One of @rogup's optimisations was to comment out the per-initiative addLayer() calls, which AFAIK is how the pins are added - as well as the contents of MarkerManager.updateVisibility() method (amongst other things). Not sure of the consequences of that offhand, a bit surprised there were pins at all, and presumably this means the filtering won't be able to update the visible pins. Perhaps that's making the initial load faster but by shunting the pin-adding and slow cluster computation until later, when there's a map refresh?

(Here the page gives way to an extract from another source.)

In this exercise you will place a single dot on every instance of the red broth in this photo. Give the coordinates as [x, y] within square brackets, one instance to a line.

[Image below is of weirdly slow CSV load time mentioned above] image

rogup commented 2 weeks ago

@wu-lee I've tried quite a few times, removing cache in between the tries, and I haven't hit the slow CSV problem. I'm also not seeing much of a slowdown when using the profiler. Maybe my Mac is a bit faster and better at handling this.

Yes, I expect updateVisibility will need to be fixed so that filtering works. I didn't bother doing this since this for this barebones test, since we don't need that functionality yet.

If you search addLayers(, you'll see where all the pins get added after loading. This method seems to be asynchronous and takes ~30s as you noticed, which is why I think the next step would be to try SuperCluster.

Do you think the jerkiness of moving around the map is good enough? It felt ok to me but maybe it's not good enough on all computers. If we decide we need to improve this, then there's a big decision to make:

  1. Stay with Leaflet and try canvas rendering (using https://github.com/eJuke/Leaflet.Canvas-Markers)
  2. Move to Mapbox and use their symbol layer (https://docs.mapbox.com/style-spec/reference/layers/#symbol) which renders on the WebGL canvas. I'm not entirely sure how this would work with clustering, but a quick web search suggests it's possible

I would probably lean to trying option 1 with a time box, since it's probably much faster. But option 2 does have the advantage of making MM more consistent with LX.